Barak says Dongguan, “has a strong desire to expand abroad. There is a thirst there for innovation and for Israeli technology.” But it’s the “more established Israeli companies that are going to thrive in China.”
Donguan, specifically, “is for large-scale industry, [it’s a] leader in manufacturing cellphones, hardware, and so on, it’s for making real things,” he explains, highlighting that one in five of all smartphones are manufactured in the city.
Barak says that given the city’s attributes, Kuang-Chi has already shifted part of its operations to Dongguan. The city’s location in the Greater Bay Area – the southeastern Chinese region surrounding the Pearl River Delta – has allowed it to develop a well-connected transportation infrastructure with surrounding cities including Hong Kong, Guangzhou and Shenzhen, which in turn allows the city to reduce transit costs and complement its strengths in manufacturing with Hong Kong’s advanced service and financial sectors and Guangzhou’s large population and market, highlights Barak.
Moreover, Dongguan boasts an educated labor force and has strong support from the national government which provides the city with a strong foundation to become a base for innovation, he says.
As for the trade office, Chester says it has witnessed “strong measurable success, following a dedicated strategy, divided between six months of marketing and then six months of execution.”
During the first period, the office was introduced to Israeli leaders in government, companies, incubators and academia. One of the first companies Wang spoke to is Freightos, the Jerusalem-based digital shipping company. Now, the team is shifting toward execution, which includes business follow-ups, hosting Dongguan representatives in Israel, and organizing Israeli delegations to visit China.
China and Israel major developments
Although Israel and China established ties over two decades ago, diplomatic and, especially, trade relations picked up pace in 2013 after a high-profile visit to China by Israeli Prime Minister Benjamin Netanyahu. During the trip, Netanyahu praised China for its “forward-looking leaders with great vision, great clarity and great openness,” and called for “seiz[ing] the future using our respective advantages,” China as a “leading global power in so many fields,” and Israel as a “global center of technology.”

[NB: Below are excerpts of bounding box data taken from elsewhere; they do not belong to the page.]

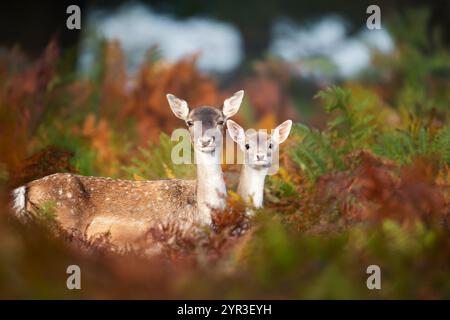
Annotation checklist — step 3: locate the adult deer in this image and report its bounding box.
[227,120,292,213]
[13,90,244,244]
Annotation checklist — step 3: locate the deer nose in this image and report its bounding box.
[199,136,214,147]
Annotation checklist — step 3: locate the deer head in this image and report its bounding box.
[227,120,292,169]
[167,90,244,153]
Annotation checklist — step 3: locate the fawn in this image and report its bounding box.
[12,90,244,243]
[227,120,292,213]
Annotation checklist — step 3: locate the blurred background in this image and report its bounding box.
[0,0,450,299]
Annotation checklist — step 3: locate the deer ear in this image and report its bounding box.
[227,120,245,145]
[273,120,292,143]
[166,93,189,121]
[222,90,244,118]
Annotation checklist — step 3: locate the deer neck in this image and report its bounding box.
[194,150,227,224]
[238,165,268,208]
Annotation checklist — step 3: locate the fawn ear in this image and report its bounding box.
[166,93,189,121]
[227,120,245,145]
[222,90,244,118]
[273,120,292,143]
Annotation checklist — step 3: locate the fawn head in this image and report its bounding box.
[167,90,244,153]
[227,120,292,170]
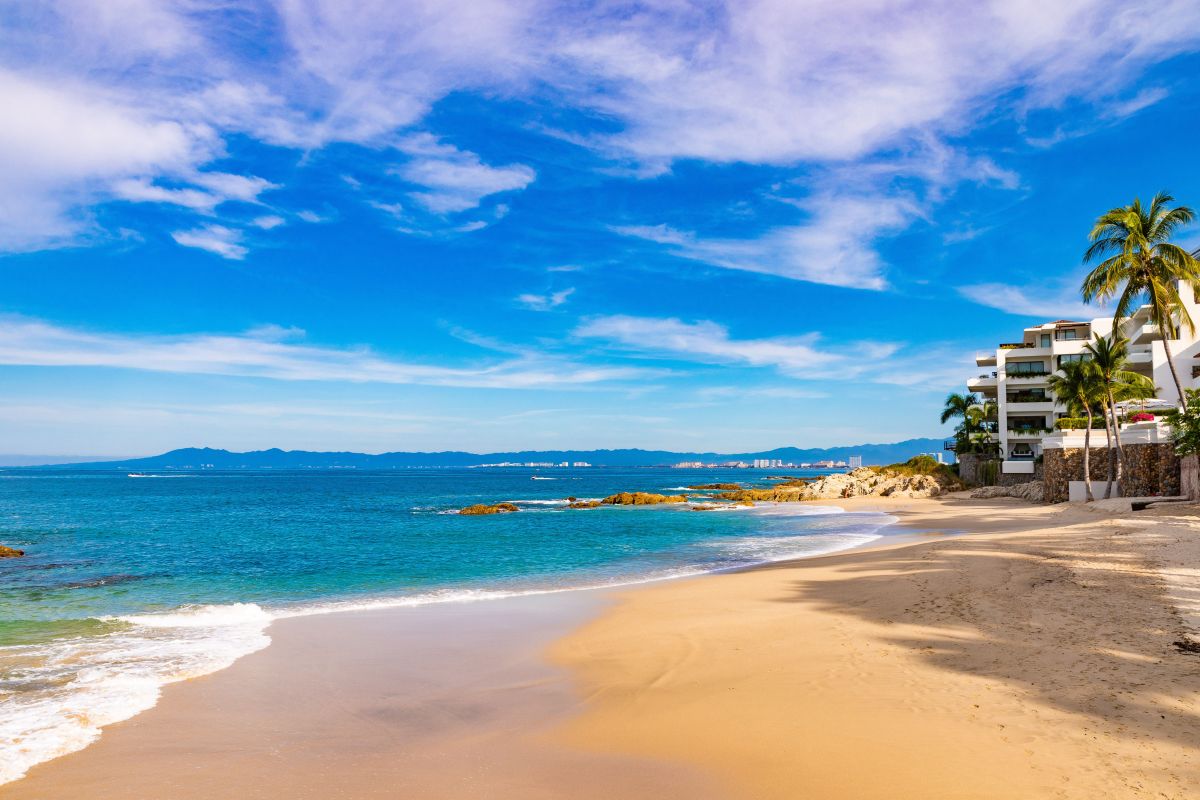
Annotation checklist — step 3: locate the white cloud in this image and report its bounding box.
[574,315,973,398]
[113,173,277,218]
[250,213,287,230]
[0,68,214,251]
[616,196,918,289]
[575,315,896,378]
[959,283,1105,319]
[0,0,1200,257]
[517,287,575,311]
[0,317,655,389]
[170,225,250,261]
[395,133,536,216]
[558,0,1200,163]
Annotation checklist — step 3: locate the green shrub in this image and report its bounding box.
[1054,415,1104,431]
[1163,389,1200,456]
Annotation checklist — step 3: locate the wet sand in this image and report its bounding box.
[0,593,715,800]
[552,499,1200,800]
[9,498,1200,800]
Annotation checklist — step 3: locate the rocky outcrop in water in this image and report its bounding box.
[716,464,962,503]
[458,503,521,517]
[971,481,1045,503]
[600,492,688,506]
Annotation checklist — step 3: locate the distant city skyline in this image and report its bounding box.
[0,0,1200,457]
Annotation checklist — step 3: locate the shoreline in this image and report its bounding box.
[0,503,894,796]
[0,497,1200,800]
[550,498,1200,800]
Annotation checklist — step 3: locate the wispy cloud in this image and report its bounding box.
[575,315,899,378]
[517,287,575,311]
[614,191,917,289]
[575,315,973,398]
[959,283,1105,319]
[0,0,1200,257]
[170,225,250,261]
[395,133,536,213]
[0,317,655,389]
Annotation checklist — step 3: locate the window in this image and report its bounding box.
[1007,361,1045,375]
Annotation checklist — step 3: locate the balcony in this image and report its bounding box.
[967,372,996,391]
[1007,397,1055,416]
[1004,369,1050,380]
[1008,428,1054,439]
[1129,323,1159,344]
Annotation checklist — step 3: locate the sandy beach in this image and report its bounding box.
[9,497,1200,799]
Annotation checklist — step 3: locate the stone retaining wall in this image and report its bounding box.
[1043,443,1180,503]
[1121,444,1180,498]
[996,464,1044,486]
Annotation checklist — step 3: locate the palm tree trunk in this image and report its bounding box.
[1104,384,1124,496]
[1084,405,1096,503]
[1104,409,1116,500]
[1158,326,1188,411]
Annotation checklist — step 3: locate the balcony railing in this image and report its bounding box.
[1008,427,1054,438]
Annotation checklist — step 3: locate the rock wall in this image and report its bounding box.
[1042,447,1109,503]
[1043,443,1180,503]
[1180,456,1200,500]
[958,453,980,485]
[996,464,1045,486]
[1121,444,1180,498]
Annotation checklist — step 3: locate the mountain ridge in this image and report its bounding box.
[7,438,943,470]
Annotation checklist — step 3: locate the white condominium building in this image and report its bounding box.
[967,284,1200,474]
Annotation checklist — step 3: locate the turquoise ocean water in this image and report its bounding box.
[0,468,892,783]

Both countries then launched the Israel-China Innovation Committee and the Israel-China Economic Task Force and there has been ongoing talk of setting up a free trade zone between the two. Israel also has six trade offices across China.
SEE ALSO: Jack Ma In Israel: A Look At The Alibaba Founder’s Impact On The Startup Nation
Meanwhile, since 2014, at least seven Chinese multinational corporations have opened innovation and R&D centers in Israel, according to Start-up Nation Central, including Huawei, which also bought Israeli cybersecurity startup Hexatier for a reported $42 million in 2016.
The Asian giant has also tapped into Israeli higher education by establishing partnerships with top Israeli universities that cater to the future of innovation in the Middle East. Late last year, one of Israel’s most prestigious universities, the Technion-Israel Institute of Technology, inaugurated a branch in the Chinese city of Shantou, Guangdong province, with financial backing from the private foundation of Hong Kong business giant Li Ka-Shing.
And this year alone saw a flurry of activity, including business conferences, the launch of the Israel–China Accelerator in Beijing, the announcement of Beijing’s Zhongguancun Science Park, dubbed China’s Silicon Valley, that it would be opening a liaison office in Tel Aviv, and of course, the welcoming first visit to Israel of Chinese business giant Jack Ma, the founder and chairman of Chinese e-commerce multinational Alibaba, who also has a number of strategic investments in Israeli companies.